Quartile Calculator
Calculate Q1, Q2 (median), Q3, and interquartile range (IQR)
Data Input
Step-by-Step Example
Example: Test Scores
Raw data: 32, 21, 38, 12, 44, 42, 37, 36
Sorted: 12, 21, 32, 36, 37, 38, 42, 44
Count (n): 8 values
Calculation Steps
Q1: Median of first half [12, 21, 32, 36] = (21 + 32) / 2 = 26.5
Q2 (Median): Middle of all values = (36 + 37) / 2 = 36.5
Q3: Median of second half [37, 38, 42, 44] = (38 + 42) / 2 = 40
IQR: Q3 - Q1 = 40 - 26.5 = 13.5
Understanding Quartiles
Q1 (25th Percentile)
25% of values are below this point
Q2 (50th Percentile)
The median - 50% of values are below
Q3 (75th Percentile)
75% of values are below this point
IQR (Interquartile Range)
Middle 50% spread (Q3 - Q1)
Key Applications
Data Analysis: Understand data distribution and spread
Outlier Detection: Values beyond 1.5×IQR from quartiles
Box Plots: Five-number summary visualization
Percentile Analysis: Compare individual values to dataset
Understanding Quartiles in Statistics
What are Quartiles?
Quartiles divide a dataset into four equal parts, each containing 25% of the data points. They provide a robust way to understand the distribution and spread of your data, especially when dealing with skewed distributions or outliers.
The Five-Number Summary
- •Minimum: The smallest value in the dataset
- •Q1: The first quartile (25th percentile)

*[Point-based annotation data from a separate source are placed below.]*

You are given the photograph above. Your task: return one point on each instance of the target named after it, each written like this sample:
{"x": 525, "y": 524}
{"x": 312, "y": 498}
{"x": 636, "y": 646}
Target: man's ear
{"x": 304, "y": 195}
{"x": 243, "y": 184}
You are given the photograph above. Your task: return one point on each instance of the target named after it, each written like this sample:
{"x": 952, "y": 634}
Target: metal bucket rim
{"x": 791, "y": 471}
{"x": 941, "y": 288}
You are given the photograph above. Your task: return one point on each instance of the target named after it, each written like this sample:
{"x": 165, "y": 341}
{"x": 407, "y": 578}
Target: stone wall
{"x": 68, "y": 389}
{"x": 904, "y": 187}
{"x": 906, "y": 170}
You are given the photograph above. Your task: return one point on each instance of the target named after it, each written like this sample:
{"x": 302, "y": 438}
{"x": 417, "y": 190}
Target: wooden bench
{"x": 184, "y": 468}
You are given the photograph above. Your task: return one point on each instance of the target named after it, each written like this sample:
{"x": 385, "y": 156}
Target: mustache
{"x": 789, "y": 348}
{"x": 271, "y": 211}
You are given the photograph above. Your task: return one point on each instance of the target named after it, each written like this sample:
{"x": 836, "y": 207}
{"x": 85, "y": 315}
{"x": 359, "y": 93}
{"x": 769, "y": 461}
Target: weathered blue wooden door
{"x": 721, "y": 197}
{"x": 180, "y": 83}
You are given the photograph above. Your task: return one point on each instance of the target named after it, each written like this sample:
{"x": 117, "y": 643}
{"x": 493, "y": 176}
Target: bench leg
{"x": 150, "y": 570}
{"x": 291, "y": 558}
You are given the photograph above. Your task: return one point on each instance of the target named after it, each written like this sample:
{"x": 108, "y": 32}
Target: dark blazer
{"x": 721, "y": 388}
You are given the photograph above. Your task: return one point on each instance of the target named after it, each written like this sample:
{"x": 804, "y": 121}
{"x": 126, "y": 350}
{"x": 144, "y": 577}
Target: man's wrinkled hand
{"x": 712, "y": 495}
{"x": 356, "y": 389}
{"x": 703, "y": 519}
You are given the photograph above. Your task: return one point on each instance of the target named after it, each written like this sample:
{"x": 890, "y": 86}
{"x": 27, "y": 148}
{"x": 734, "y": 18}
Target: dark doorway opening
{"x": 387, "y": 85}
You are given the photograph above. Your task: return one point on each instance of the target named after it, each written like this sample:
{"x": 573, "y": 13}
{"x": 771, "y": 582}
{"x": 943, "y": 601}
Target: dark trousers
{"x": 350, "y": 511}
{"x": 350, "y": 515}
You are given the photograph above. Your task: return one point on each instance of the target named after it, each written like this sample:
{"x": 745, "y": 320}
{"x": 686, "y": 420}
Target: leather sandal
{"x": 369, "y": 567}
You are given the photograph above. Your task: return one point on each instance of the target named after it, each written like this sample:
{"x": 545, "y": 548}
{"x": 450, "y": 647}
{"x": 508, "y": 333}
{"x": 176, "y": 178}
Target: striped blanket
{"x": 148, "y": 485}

- •Q2: The second quartile (median, 50th percentile)
- •Q3: The third quartile (75th percentile)
- •Maximum: The largest value in the dataset
Calculation Methods
For even n:
Q1 = median of lower half
Q2 = (middle values)/2
Q3 = median of upper half
For odd n:
Q1 = median of lower half (including middle)
Q2 = middle value
Q3 = median of upper half (including middle)
Interquartile Range (IQR)
The IQR measures the spread of the middle 50% of the data. It's calculated as Q3 - Q1 and is particularly useful for identifying outliers and understanding data variability without being affected by extreme values.
Practical Applications
Education
Analyze test scores to understand student performance distribution and identify students who need additional support.
Business Analytics
Evaluate sales performance, customer satisfaction scores, and market research data to make informed decisions.
Quality Control
Monitor manufacturing processes and product quality by analyzing measurement distributions and identifying outliers.